A União Europeia nasceu, em 1957, como Mercado Comum Europeu, unindo seis países. Seu objetivo mínimo era ampliar o comércio entre os membros e, assim, a produção em cada um deles. Já seu objetivo maior era impedir guerras: se para fazer aço era preciso carvão alemão e ferro francês, então ou um país roubava do outro o insumo que lhe faltava, ou os dois se aliariam. Aliaram-se. Com o tempo, o Mercado Europeu foi muito além de sua cópia sul-americana, o Mercosul. Autorizou seus cidadãos a viver e a trabalhar em qualquer dos países-membros, padronizou produtos, criou um Parlamento comum, cresceu. E em 1999 seus ministros da Educação assinaram a declaração de Bolonha, que depois seria endossada por outros países, hoje totalizando 47 - incluindo dezenove que não estão na União Europeia.
Seu ponto talvez central é promover uma enorme mobilidade estudantil. Um universitário pode começar seu curso num país, fazer matérias em outra universidade (ou país) e usar os créditos assim obtidos com certa facilidade. É o que se chama portabilidade de créditos. Imaginem isso aqui. Se um brasileiro for trabalhar dois anos na Argentina e levar os filhos crianças ou adolescentes, terá muito trabalho para revalidar os cursos que fizeram na escola básica. O que é de um absurdo total! É óbvio que, se meu filho passar dois anos em Buenos Aires, ele até poderá voltar ao Brasil cometendo alguns erros de português - mas dominando a língua, os costumes, a cultura de nosso principal aliado e parceiro. Em poucos meses, alcançará os colegas brasileiros no que lhe ficou faltando, e poderá repassar a eles muito do que aprendeu. Mas não temos previsão, em nosso sistema escolar, para um "fast track" nessa direção. Ao contrário, burocratizamos tudo isso. E no ensino superior ou na pós-graduação, a desconfiança é ainda maior.

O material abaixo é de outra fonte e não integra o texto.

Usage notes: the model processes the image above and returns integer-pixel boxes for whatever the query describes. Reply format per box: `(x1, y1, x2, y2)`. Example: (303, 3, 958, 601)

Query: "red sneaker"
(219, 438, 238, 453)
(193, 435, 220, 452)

Mas atenção. Bolonha não é um liberou geral. Não basta cursar uma disciplina qualquer, onde quer que seja, para ela valer. Aliás, o Brasil sabe dos problemas disso. Na Argentina, uma instituição de ensino superior - que não é reconhecida nem mesmo lá - se especializou em dar títulos de doutor a brasileiros. Nossos cursos de doutorado a conhecem e, com o apoio da Capes e do Conselho Nacional de Educação, se negaram a acolher seus títulos, que por sinal eram emitidos com a anotação de não valerem sequer na Argentina... Então, a necessidade suplementar do processo de Bolonha é: cada país precisa ter uma agência poderosa de avaliação e reconhecimento dos cursos de ensino superior. Ela pode ser estatal ou privada, conforme a lei local, mas tem de ser rigorosa. É ela que vai garantir que um crédito da USP valha um da UFRJ, e vice-versa, e vai descartar os cursos de má qualidade.
É preciso detalhar as vantagens desse sistema numa cultura globalizada? Formaremos alunos que conhecerão seu mundo para além das fronteiras. Acabará a atual exigência, sempre que faço uma disciplina fora da faculdade, de pedir seu reconhecimento a uma comissão de três professores, cujo parecer subirá ainda a mais uma ou duas instâncias superiores. A condição para tanto é rigor. Mas uma agência avaliadora sai da apreciação no varejo, no balcão, de cada pedido individual, e vai examinar a qualidade dos cursos mesmos. Todos os que trabalham bem ganham com isso; perde quem trabalha mal. O efeito educacional é enorme.
Quem leu os últimos rankings das universidades do mundo notou que, entre as primeiras 500, são raras as que não dão cursos regulares em inglês - como as nossas USP, Unicamp, UFRJ. Esse assunto é delicado porque, não tendo cursos regulares em inglês, atraímos menos alunos estrangeiros e pontuamos mal no item "mobilidade" - mas, se os dermos, poderemos chegar à esquisitice de professores brasileiros lecionando em inglês para alunos brasileiros, só para termos mais alguns estudantes de fora da América Latina. Esse é um desafio difícil para nossa educação, que precisará ser tratado nos próximos anos. Mas a questão crucial é que precisamos ter uma mobilidade intensa dos estudantes, com os nossos indo para outras instituições e mesmo países, e com nossas universidades recebendo jovens estrangeiros. Isso terá de ser feito, sob pena de nos atrasarmos na cooperação internacional. (Poderia acrescentar a competição internacional, mas na verdade necessitamos de ambas). Como fazer isso? Ninguém sabe ainda resolver a questão da língua, mas podemos começar a discutir a questão central, que é a mobilidade.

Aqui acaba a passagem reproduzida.